Rubenfire has taken his cardiologist skill set as a complement to his work with PHC, where families are educated about cardiac risk factors, medications, and other issues.
With support from the Temple Israel of West Bloomfield, Hartford Memorial Baptist Church (Detroit) and Northwest Activities Center (NWAC), Rubenfire and his team have seen some dramatic shifts, including acceptance of the program.
It’s not enough to feed the hungry, says Rubenfire. That’s why nutrition education has become a regular part of PHC’s support and programming.
“The initial challenge was to get confidence in the programs by the people who needed our support,” Rubenfire says. “After the first couple of months they began to appreciate what we were doing. They eventually embraced the education – that was one of the biggest challenges, but also one of the biggest rewards.”
Rubenfire says it was important for the black community and faith-based organizations to work together, so there would be camaraderie and interfaith relations to help the community in areas of nutrition. The NWAC, formerly the Jewish Community Center, seemed the perfect place to start, but PHC is actually expanding that reach.
Thanks to a $50,000 commitment from the City of Detroit, alongside private donors, PHC with support from the Detroit Department of Parks and Recreation and Greening of Detroit, plans to revitalize a park in northwest Detroit (at Lesure and Curtis). The purpose – besides beautification – is to provide safe, modern facilities for children, families, and seniors.
“We’re going to have new plantings,” Rubenfire says. “We’re going to make it comfortable for seniors as well as kids. Seeing butterflies is unusual in that area.”
Additionally, the idea is to create an environment for relaxation and athletics.
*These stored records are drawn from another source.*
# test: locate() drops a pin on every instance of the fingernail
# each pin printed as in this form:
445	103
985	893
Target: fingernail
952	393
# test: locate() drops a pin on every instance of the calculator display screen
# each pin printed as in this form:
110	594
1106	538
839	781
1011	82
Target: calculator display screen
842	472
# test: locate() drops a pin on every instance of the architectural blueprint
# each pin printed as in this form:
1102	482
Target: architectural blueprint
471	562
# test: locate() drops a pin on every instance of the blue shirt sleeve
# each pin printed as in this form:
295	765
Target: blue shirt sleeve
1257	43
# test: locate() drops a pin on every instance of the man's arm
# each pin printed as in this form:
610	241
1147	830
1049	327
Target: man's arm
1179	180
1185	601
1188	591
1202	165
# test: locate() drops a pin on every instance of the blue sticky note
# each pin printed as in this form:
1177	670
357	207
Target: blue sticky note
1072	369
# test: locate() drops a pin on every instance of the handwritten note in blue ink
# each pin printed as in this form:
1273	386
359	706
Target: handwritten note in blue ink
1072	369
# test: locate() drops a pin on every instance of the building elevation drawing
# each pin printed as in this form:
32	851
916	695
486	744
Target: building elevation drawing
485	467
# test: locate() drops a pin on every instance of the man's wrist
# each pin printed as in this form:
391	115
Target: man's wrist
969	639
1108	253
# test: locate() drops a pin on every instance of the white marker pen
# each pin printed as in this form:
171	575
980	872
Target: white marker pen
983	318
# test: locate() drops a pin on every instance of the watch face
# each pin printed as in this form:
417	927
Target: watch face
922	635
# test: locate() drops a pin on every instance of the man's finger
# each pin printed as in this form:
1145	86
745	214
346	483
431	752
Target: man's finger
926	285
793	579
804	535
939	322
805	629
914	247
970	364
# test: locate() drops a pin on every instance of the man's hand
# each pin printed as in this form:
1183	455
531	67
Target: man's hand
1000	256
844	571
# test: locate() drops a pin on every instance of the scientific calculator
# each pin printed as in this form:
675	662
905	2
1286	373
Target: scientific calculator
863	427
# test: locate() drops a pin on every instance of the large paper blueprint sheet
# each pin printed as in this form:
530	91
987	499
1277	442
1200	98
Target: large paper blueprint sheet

Location is a paramount concern because they want parks adjacent to schools and churches in order to provide a community center for food and clothing distribution, including a summer picnic area.
“My wife and I both felt that we should do something for (Northwest Detroit),” Rubenfire says. “The education of food and food preparation was a critical part of this. The opportunity to discuss better food preparation, salt restriction…all those things made an impact on the people we’ve been able to serve.”
Organizational growth has been another component of PHC’s recent efforts. Amina Iqbal, former director of operations for the Michigan Muslim Community Council, was recently named the first executive director to the board of PHC.
“Project Healthy Community has grown substantially since its beginning in 2012,” Rubenfire says. “We are delighted to have been able to recruit Ms. Iqbal who adds much to our diversity. She has many contacts with business, media, government relations, and other non-profits with whom we can partner to improve the efficiencies of our missions.”
An experienced fundraiser, teacher and mentor, Iqbal has a bachelors degree from the University of Wyoming and a masters in education policy studies and global studies in education from the University of Illinois. Her duties with PHC include working with the board to develop business plans, foster government and community relationships, supervising employees, and fundraising.
Rubenfire’s daughter, Karen Rubenfire, is director of programming and community outreach for PHC.
The focus, as she sees it, is to provide healthier opportunities for Detroit families who don’t have easy access to fresh fruits and vegetables. To this end they have – with the help of Gleaners and Forgotten Harvest – provided supplemental foods and healthier choices. An informal lecture from chefs, dieticians and others, educates the participants about nutrition values and how to grow their own food.
“That in itself sets us apart,” Karen says. “We coach our volunteers to make suggestions about how to prepare it in a healthier way.”
And it’s all done with plenty of audience participation.
“Question (and) answer is totally what the focus is,” Karen says. “Rather, our educator, our expert, is providing important information that they can take home. It’s very interactive in that regard.”